The 2 of May our Admirall and our Pinnesse departed from Dominica leaving the John our Vice-admirall playing off and on about Dominica , hoping to take some Spaniard outwardes bound to the Indies; the same night we had sight of three smal Ilands called Los Santos, leaving Guadalupe and them on our starboord.

The 3 we had sight of S. Christophers Iland, bearing Northeast and by East off us.

On the 4 we sayled by the Virgines, which are many broken Ilands, lying at the East ende of S. Johns Iland: and the same day towards evening we landed upon one of them called Blanca, where we killed an incredible number of foules: here we stayed but three houres, & from thence stood into the shore Northwest, and having brought this Iland Southeast off us, we put towards night thorow an opening or swatch, called The passage, lying betwene the Virgines, and the East end of S. John: here the Pinnesse left us and sayled on the South side of S. John.

The 5 and 6 the Admirall sayled along the Northside of S. John, so neere the shore that the Spaniards discerned us to be men of warre; and therefore made fires along the coast as we sailed by, for so their custome is, when they see any men of warre on their coasts.

The 7 we landed on the Northwest end of S. John, where we watered in a good river called Yaguana, and the same night following we tooke a Frigate of tenne Tunne comming from Gwathanelo laden with hides and ginger. In this place Pedro a Mollato, who knewe all our state, ranne from us to the Spaniards.

On the 9 we departed from Yaguana.

The 13 we landed on an Iland called Mona , whereon were 10 or 12 houses inhabited of the Spaniards; these we burned & took from them a Pinnesse, which they had drawen a ground and sunke, and carried all her sayles, mastes, and rudders into the woods, because we should not take him away; we also chased the Spaniards over all the Iland; but they hid them in caves, hollow rockes, and bushes, so that we could not find them.

On the 14 we departed from Mona , and the next day after wee came to an Iland called Saona, about 5 leagues distant from Mona , lying on the Southside of Hispaniola neere the East end: betweene these two Ilands we lay off and on 4 or 5 dayes, hoping to take some of the Domingo fleete doubling this Island, as a neerer way to Spaine then by Cape Tyburon, or by Cape S. Anthony.
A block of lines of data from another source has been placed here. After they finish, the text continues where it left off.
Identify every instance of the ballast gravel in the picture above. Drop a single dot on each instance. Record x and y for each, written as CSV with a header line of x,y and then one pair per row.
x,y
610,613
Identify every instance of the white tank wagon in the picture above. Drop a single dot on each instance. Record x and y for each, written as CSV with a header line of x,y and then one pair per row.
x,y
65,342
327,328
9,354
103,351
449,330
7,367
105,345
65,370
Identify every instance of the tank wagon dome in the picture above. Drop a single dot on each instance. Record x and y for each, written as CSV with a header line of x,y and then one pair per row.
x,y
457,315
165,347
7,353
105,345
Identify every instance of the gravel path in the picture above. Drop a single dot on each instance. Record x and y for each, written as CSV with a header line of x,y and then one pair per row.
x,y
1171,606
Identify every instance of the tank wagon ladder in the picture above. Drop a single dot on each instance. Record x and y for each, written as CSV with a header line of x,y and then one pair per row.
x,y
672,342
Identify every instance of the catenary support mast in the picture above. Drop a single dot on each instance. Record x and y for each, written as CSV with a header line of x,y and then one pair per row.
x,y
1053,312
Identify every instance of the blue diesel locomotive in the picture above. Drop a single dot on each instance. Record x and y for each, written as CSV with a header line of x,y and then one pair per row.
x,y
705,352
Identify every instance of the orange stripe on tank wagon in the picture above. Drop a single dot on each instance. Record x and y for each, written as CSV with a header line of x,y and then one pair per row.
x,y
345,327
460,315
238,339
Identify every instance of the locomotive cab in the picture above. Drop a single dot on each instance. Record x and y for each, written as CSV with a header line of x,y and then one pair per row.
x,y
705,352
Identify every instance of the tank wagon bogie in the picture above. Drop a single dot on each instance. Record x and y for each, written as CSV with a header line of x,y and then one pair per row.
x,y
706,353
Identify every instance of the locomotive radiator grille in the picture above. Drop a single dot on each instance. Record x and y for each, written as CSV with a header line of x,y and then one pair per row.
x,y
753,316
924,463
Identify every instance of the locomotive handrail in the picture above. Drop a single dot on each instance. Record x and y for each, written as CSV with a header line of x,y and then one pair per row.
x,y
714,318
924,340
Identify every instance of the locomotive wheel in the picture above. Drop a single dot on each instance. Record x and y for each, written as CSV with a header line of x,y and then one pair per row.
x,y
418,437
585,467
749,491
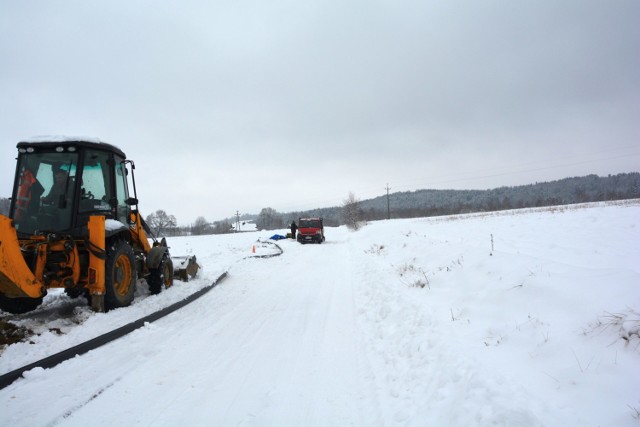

On Thursday being the 19 our Viceadmirall, from whom we departed at Dominica , came to us at Saona, with whom we left a Spanish Frigate, and appointed him to lie off and on other five daies betweene Saona and Mona to the ende aforesaid; then we departed from them at Saona for Cape Tyburon. Here I was enformed that our men of the Viceadmirall, at their departure from Dominica brought away two young Salvages, which were the chiefe Casiques sonnes of that Countrey and part of Dominica , but they shortly after ran away from them at Santa Cruz Iland, where the Viceadmirall landed to take in ballast.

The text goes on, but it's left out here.